Decisions about whether older patients with late-stage chronic obstructive pulmonary disease will benefit from noninvasive ventilation treatment or whether the time has come for palliative treatment are complicated, both medically and ethically. Knowledge regarding patients' values and preferences concerning ventilation support is crucial yet often lacking.

DESIGN

Qualitative design with a hermeneutic-phenomenological approach.

METHODS

The data consist of qualitative in-depth interviews with 12 patients from Norway diagnosed with late-stage chronic obstructive pulmonary disease. The data were analysed within the three interpretative contexts described by Kvale and Brinkmann.

RESULTS

The participants described their lives as fragile and burdensome, frequently interrupted by unpredictable and frightening exacerbations.

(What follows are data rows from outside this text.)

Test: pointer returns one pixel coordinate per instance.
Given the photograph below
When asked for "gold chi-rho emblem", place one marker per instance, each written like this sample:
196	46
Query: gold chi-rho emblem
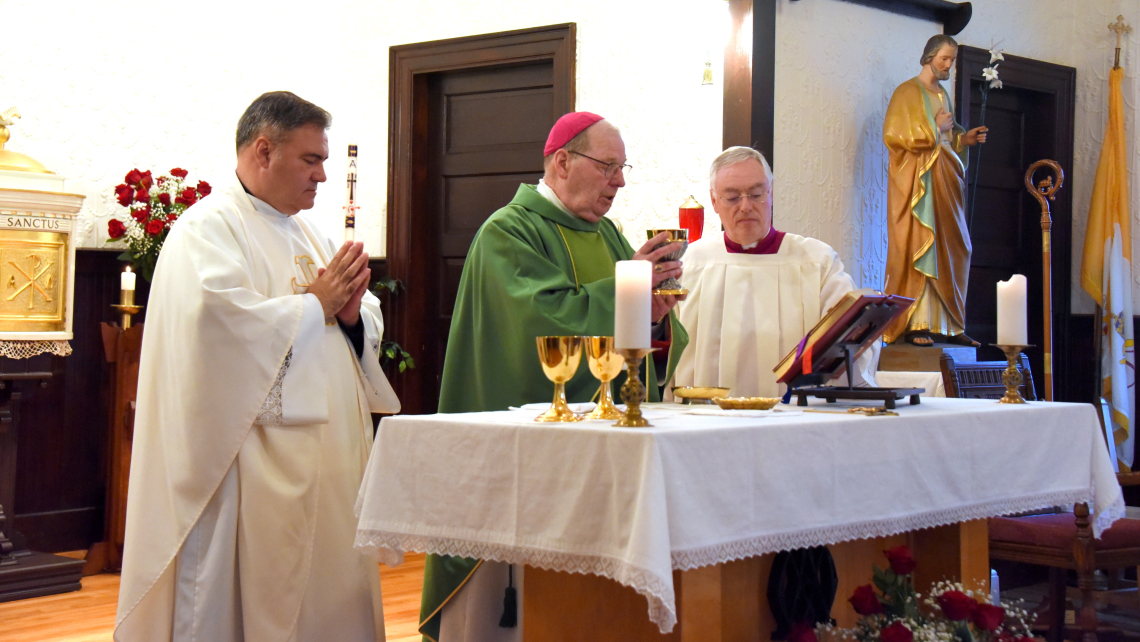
32	285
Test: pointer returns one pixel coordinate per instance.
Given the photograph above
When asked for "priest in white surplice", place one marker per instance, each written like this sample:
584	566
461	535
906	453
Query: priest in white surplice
258	374
754	291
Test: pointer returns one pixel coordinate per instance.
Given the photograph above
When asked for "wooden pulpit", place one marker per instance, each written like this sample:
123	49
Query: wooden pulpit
122	348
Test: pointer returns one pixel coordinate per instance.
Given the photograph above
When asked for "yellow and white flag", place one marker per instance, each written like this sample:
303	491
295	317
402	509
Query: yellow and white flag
1106	273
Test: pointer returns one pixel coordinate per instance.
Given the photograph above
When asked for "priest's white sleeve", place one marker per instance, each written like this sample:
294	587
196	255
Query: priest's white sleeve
377	390
300	393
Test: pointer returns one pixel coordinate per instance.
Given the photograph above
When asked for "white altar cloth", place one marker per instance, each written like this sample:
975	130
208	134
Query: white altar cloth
634	504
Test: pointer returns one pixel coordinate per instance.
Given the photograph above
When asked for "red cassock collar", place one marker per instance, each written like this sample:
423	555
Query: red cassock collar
768	245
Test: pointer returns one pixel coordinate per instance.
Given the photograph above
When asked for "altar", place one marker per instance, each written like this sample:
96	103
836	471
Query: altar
702	497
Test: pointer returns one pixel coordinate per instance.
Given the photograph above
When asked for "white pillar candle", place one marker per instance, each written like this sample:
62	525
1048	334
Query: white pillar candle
127	279
633	305
1011	311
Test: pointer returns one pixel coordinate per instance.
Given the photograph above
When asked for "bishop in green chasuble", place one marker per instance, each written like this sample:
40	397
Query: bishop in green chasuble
538	267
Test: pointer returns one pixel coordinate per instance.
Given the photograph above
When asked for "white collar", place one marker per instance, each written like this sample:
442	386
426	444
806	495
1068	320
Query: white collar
546	192
258	203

They lacked information about their diagnosis and prognosis and were often not included in decisions about noninvasive ventilation or mechanical ventilation.

CONCLUSION

Findings indicate that these patients are highly vulnerable and have complex needs in terms of nursing care and medical treatment. Moreover, they need access to proactive advanced care planning and an opportunity to discuss their wishes for treatment and care.

RELEVANCE TO CLINICAL PRACTICE

To provide competent care for these patients, healthcare personnel must be aware of how patients experience being seriously ill. Advanced care planning and shared decision-making should be initiated alongside the curative treatment.